Cineuropa : Est-ce que vous allez souvent au théâtre pour découvrir des talents et trouver des idées/l’inspiration ?
Pablo Maqueda : Oui, il est important de voir ce qui se fait et de pouvoir m’imprégner un peu de tout. Je tends à fonctionner comme une éponge, et je fais pareil avec le cinéma : je vais tout voir, même ce qui ne m’intéresse pas.
Qu’est-ce qui vous a séduit dans la pièce Grooming ?
Quand quelque chose me plaît, pendant le spectacle, je scrute souvent le visage des spectateurs qui sont à côté de moi. En l'espèce, ils étaient en état de choc, comme moi. Cette sensation d'être dérouté et anxieux que j'ai vécue grâce au cinéma et aux cinéastes qui m’intéressent, je l’ai vue là : la pièce était parfaite pour mettre le public en état d’alerte. L'intrigue progresse en maintenant un certain niveau d'angoisse, et ça m'attirait beaucoup. J’ai eu l'impression que la pièce s'adressait directement à moi, qui ai choisi de faire du cinéma à cause d'Alfred Hitchcock, le cinéaste qui a défini l'axe du Septième Art et de son artifice. Cette oeuvre réunissait les ingrédients parfaits pour une transposition qui fonctionne au cinéma, et j’espère y être parvenu.

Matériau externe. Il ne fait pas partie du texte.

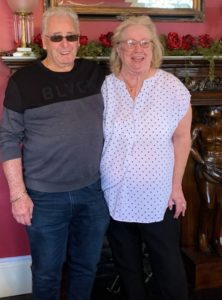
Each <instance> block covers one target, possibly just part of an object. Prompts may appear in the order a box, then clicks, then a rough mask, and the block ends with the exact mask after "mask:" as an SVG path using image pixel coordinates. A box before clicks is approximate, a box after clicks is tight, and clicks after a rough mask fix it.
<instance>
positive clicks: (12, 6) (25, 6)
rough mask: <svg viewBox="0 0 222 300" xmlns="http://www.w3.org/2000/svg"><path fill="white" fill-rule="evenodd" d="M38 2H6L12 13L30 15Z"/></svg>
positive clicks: (32, 1)
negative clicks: (8, 5)
mask: <svg viewBox="0 0 222 300" xmlns="http://www.w3.org/2000/svg"><path fill="white" fill-rule="evenodd" d="M37 4H38V0H8V5H9V7H10V8H11V9H12V11H13V12H17V13H19V12H22V13H31V12H32V11H33V10H34V8H35V7H36V6H37Z"/></svg>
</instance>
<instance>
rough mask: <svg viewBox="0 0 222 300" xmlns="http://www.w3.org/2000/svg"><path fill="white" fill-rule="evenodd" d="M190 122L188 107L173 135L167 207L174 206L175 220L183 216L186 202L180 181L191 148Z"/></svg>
mask: <svg viewBox="0 0 222 300" xmlns="http://www.w3.org/2000/svg"><path fill="white" fill-rule="evenodd" d="M191 120H192V109H191V106H190V107H189V109H188V111H187V113H186V115H185V116H184V117H183V119H182V120H181V121H180V123H179V125H178V126H177V128H176V130H175V132H174V134H173V146H174V171H173V179H172V192H171V195H170V199H169V203H168V206H169V208H170V209H172V208H173V205H174V204H175V205H176V211H175V215H174V217H175V218H178V217H179V215H180V214H181V213H182V215H183V216H184V215H185V211H186V200H185V198H184V195H183V191H182V179H183V174H184V171H185V167H186V163H187V159H188V156H189V153H190V147H191V136H190V129H191Z"/></svg>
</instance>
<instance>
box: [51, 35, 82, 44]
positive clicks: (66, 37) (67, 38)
mask: <svg viewBox="0 0 222 300" xmlns="http://www.w3.org/2000/svg"><path fill="white" fill-rule="evenodd" d="M45 36H46V37H47V38H49V39H50V41H51V42H53V43H59V42H61V41H62V40H63V39H66V40H67V41H68V42H76V41H78V39H79V35H78V34H69V35H66V36H63V35H61V34H58V35H45Z"/></svg>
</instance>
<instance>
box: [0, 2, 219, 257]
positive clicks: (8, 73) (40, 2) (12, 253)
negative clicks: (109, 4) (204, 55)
mask: <svg viewBox="0 0 222 300" xmlns="http://www.w3.org/2000/svg"><path fill="white" fill-rule="evenodd" d="M39 2H40V4H39V7H38V8H37V9H36V11H35V32H36V33H38V32H39V31H40V29H39V28H40V25H39V24H40V18H41V14H42V0H40V1H39ZM0 20H1V21H0V22H1V26H0V37H1V38H0V51H3V50H4V51H8V50H11V49H13V48H14V42H13V16H12V13H11V11H10V9H9V7H8V5H7V1H6V0H0ZM117 24H118V22H117V21H106V22H105V21H85V20H84V21H81V22H80V25H81V32H82V34H84V35H87V36H88V37H89V39H97V38H98V37H99V35H100V34H101V33H106V32H108V31H112V30H113V29H114V28H115V27H116V25H117ZM156 25H157V29H158V32H159V33H165V34H167V33H168V32H169V31H176V32H178V33H179V34H181V35H183V34H188V33H191V34H193V35H199V34H203V33H209V34H210V35H211V36H212V37H214V38H221V37H222V1H221V0H205V21H204V22H203V23H176V22H170V23H169V22H168V23H166V22H158V23H156ZM9 75H10V74H9V70H8V68H7V67H6V66H4V65H3V64H2V63H1V62H0V114H1V111H2V102H3V98H4V91H5V87H6V84H7V80H8V77H9ZM28 253H29V247H28V242H27V237H26V234H25V230H24V228H23V227H22V226H20V225H18V224H16V222H15V221H14V220H13V218H12V216H11V212H10V204H9V199H8V188H7V184H6V181H5V178H4V175H3V173H2V169H1V168H0V258H1V257H11V256H19V255H26V254H28Z"/></svg>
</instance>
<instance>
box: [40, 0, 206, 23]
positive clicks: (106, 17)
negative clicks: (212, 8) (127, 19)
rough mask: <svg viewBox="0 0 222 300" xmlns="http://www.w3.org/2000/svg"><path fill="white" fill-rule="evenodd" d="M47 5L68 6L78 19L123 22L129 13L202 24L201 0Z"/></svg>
mask: <svg viewBox="0 0 222 300" xmlns="http://www.w3.org/2000/svg"><path fill="white" fill-rule="evenodd" d="M44 5H45V8H47V7H49V6H68V7H72V8H73V9H75V11H76V12H77V13H78V14H79V16H80V18H81V17H82V18H83V17H85V18H90V19H92V18H97V19H108V18H117V19H120V20H121V19H124V17H125V16H127V15H130V14H147V15H149V16H151V17H152V19H156V20H168V21H170V20H176V21H194V22H201V21H203V17H204V13H203V8H204V0H120V1H117V0H115V1H111V0H44Z"/></svg>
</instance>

Votre premier long-métrage était un documentaire et vous voilà qui passez à la fiction. Cette transition s'est-elle faite naturellement ?
Oui, pour moi, documentaire et fiction sont la même chose : il s'agit d'essayer de raconter une histoire, de ne perdre à aucun moment l’attention du spectateur et, tout du long, d'émouvoir, d’inquiéter, de l'emmener dans les lieux où, normalement, il n'est jamais allé... Avec La desconocida, mon objectif était de saisir des personnages complexes sans les juger, mais une fois qu’on accepte la condition affreuse du personnage central, on va avec lui vers l’obscurité, en se posant beaucoup de questions, or c'est ce qui m’intéresse quand je fais des films. En écrivant le scénario, nous n'avons pas donné de réponse, mais planté des graines qui pourraient germer parmi les spectateurs au sortir du cinéma.
Comment avez-vous conçu la mise en scène, pour qu'elle puisse ainsi épouser les différentes strates du film (peinture des moeurs, tension, thriller) ?
Effectivement, c’est un film à plusieurs niveaux. Ma référence est le cinéma coréen, qui nous met à l'épreuve comme spectateurs, tant au niveau visuel qu'en termes de développement des personnages. Les cinéastes de ce pays sont très joueurs, avec des revirements d'intrigue qui non seulement font avancer l'histoire, mais nous font aussi avancer nous dans notre rapport aux différents personnages. La peinture des moeurs aussi peut verser dans l'épouvante : la vie n’a pas besoin de grands clairs-obscurs pour paraître inquiétante. Le mal n'est pas un gros monstre qui bave et qui a des ailes : ce peut être n’importe quel individu qu'on croise au supermarché.
Les personnages de La desconocida sont tout de même très louches voire carrément antipathiques, ce qui nuit à l'empathie qu'on pourrait avoir.
Je n’ai pas peur d’être pervers et de mettre mal à l'aise. Je fais le type de cinéma que j’aime voir : des histoires retorses, qui m’interrogent moralement, avec des personnages complexes qui sont, sur le plan éthique, aux antipodes de moi. C’est à ça que sert l'art, à nous interroger, à nous secouer, à nous donner une bonne claque. Nous sommes habitués à un certain cinéma, didactique, qui nous donne raison, de sorte qu'on sort de la salle identiques à ce qu'on était en y entrant. Pour moi, il est important que le spectateur sorte de là déconcerté. Le thème central de La desconocida était trop complexe : il fallait le traiter avec beaucoup de rigueur et je ne voulais pas le faire de manière édulcorée, mais sauter dans le vide sans filet.
Les sujets de la prédation sexuelle via internet et des relations de pouvoir sont les plus prééminents…
Et aussi l’idée que dans un parc plein de gens et d'enfants, à quelques centimètres seulement de vous, il est peut-être en train d'arriver quelque chose d'affreux, sans qu'on s'en rende compte. J'ai bien aimé, ici, placer l'idée du voyeurisme, si présente dans le cinéma de Hitchcock, dans le toucher : montrer comment une main est capable de générer une possession physique, mais aussi psychologique.